By healing ourselves, we heal the world.
If only we knew what absolutely extraordinary healing power we have as single individuals, we would not hesitate one second in wanting to transform our ways from fear to love, and the healing of one’s own separation.
We feel we are not making a difference in the world and then we run out the door, expending tremendous energy doing nothing more than addressing symptoms, and applying band-aids. We are also very good at pointing the finger and blaming others for the problems and conditions of our world.
Look no further than yourself. Nothing will change in our world until we address the root problem. More specifically and importantly, nothing will change until you address the root problem within yourself.
Do you want to change the world? Change yourself. Do your personal work. Address the root cause of suffering within yourself – there is no greater difference that one can make than this. Humanity is aching, needing your cooperation. When you awaken, the energy and reality of your awakening reverberates through all humankind like the concentric circles of a pebble tossed in a pond.
That doesn't mean we don't take action in the world.
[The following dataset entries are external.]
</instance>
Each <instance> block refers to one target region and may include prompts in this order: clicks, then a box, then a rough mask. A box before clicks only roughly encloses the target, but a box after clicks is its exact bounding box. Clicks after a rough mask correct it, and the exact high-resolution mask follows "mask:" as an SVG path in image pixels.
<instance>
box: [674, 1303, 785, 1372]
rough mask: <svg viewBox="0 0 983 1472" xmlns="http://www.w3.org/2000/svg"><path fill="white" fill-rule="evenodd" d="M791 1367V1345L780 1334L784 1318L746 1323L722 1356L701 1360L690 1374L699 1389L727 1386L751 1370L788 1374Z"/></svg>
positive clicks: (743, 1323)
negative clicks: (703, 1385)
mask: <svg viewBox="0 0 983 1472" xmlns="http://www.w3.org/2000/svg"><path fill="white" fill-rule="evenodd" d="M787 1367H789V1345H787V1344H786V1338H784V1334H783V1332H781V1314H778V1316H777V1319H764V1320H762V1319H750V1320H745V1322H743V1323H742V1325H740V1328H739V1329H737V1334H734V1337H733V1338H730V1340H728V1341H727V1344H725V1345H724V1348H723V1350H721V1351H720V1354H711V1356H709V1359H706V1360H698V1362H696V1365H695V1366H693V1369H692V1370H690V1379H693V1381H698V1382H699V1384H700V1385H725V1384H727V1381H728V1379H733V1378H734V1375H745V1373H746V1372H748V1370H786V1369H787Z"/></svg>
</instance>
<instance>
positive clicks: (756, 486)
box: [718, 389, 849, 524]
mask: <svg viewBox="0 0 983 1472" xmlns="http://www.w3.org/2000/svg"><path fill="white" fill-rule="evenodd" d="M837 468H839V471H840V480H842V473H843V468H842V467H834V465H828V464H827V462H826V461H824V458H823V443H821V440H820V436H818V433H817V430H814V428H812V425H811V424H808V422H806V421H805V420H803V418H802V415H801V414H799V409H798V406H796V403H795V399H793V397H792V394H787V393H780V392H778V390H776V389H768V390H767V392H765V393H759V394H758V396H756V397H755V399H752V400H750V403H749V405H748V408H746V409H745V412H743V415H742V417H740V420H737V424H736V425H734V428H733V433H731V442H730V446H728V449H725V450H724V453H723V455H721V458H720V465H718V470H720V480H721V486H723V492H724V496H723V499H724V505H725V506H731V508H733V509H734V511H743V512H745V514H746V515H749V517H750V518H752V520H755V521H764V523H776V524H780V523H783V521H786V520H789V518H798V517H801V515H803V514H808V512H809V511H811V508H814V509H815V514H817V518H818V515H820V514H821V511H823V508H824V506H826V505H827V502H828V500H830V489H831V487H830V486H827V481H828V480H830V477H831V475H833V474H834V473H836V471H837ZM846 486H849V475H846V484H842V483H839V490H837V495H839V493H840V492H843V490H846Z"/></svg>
I have written quite a bit about spirituality and social revolution. But we tend to want peace and harmony in the world but refuse to have them within ourselves. We are very aware of where peace and harmony are breaking down out there, but often unaware or dispassionate about the absence of peace and harmony within ourselves. We are embroiled in all kinds of thoughts, concerns and actions to solve the disharmony and suffering we see in the world, but leave our own disharmony and suffering unattended. We have failed to recognize the connection between our own disharmony and the disharmony that plays our everyday before our eyes. We want to remove the speck of discord and distress in the circumstances that surround us, but we are content to accept the log of discord and distress within ourselves. We want to make it about them and not about us, and fail to realize that there will be no peace and harmony in the world unless or until it is within us. How can there be a world of peace and harmony if that world is not real within ourselves?
To summarize my answer:
Religion burdened you with the idea that you should make a difference in the world, and that the significance of your life is measured by how big a difference you actually make. Forget this idea. Along with that idea, get rid of the notion that whatever you do doesn’t really make any difference. That’s not true either. You are a human being. Being human means caring. You get to decide what caring means for you. Whatever it means, do that and forget about the scope or size of your impact.